A Journey Through Golf with Tiger Woods

by Tom Callahan

Pub Date: April 1st, 2003
ISBN: 0-609-60943-2
Publisher: Crown

Golf Digest columnist Callahan takes an unfocused dip into the world of professional golf, intending to use Tiger Woods as his lodestone.

His narrative, however, is too unbridled to have a central character. Nothing original will be gleaned from these pages as pertains to Woods, who continues to be a pleasant and graceful cipher. Callahan’s report that Tiger is a naturally gifted golfer who works hard at his game to achieve a thrilling level of control over the ball is not late-breaking news. Woods’s coach, Butch Harmon, may say, “Golf’s a fickle game . . . even the great ones find it, lose it, find it again, lose it again,” but Woods has pretty much found and held his game. Callahan tries to get some mileage out of the father-son theme that has developed of late among golfers—Tiger and his dad, the Duvals, the Harmons, the Nicklauses, the not-so-recent Morrises, even Michael and James Jordan make it into the picture—but this doesn’t really lead anywhere other than some mildly interesting human-interest material. Mostly noticeable here are the qualities Woods doesn’t have.
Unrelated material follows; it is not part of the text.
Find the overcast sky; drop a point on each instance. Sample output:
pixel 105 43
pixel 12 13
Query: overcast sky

He lacks a sense of humor, at least in public; while Jasper Parnevik has the wit to say that golf is “a very strange game to have as a job,” Woods bristles that “second sucks, and third is worse.” He’ll never make it into golf’s long line of endearing eccentrics like John Daly (of whom Callahan remarks, “Though John thought [his fiancée] was twenty-nine and single, she was actually thirty-nine and married. This represented a pretty good capsule of his grasp on things”). And in dealing with Augusta National’s moronic traditions, Wood could use some of the ethical mettle Lee Trevino displayed in the 1970s. Highlighting the golfer’s faults is clearly unintentional, since Callahan is obviously a fan, but it’s typical of the author’s failure to control his material.

Whatever Callahan is driving at here, it remains a mystery.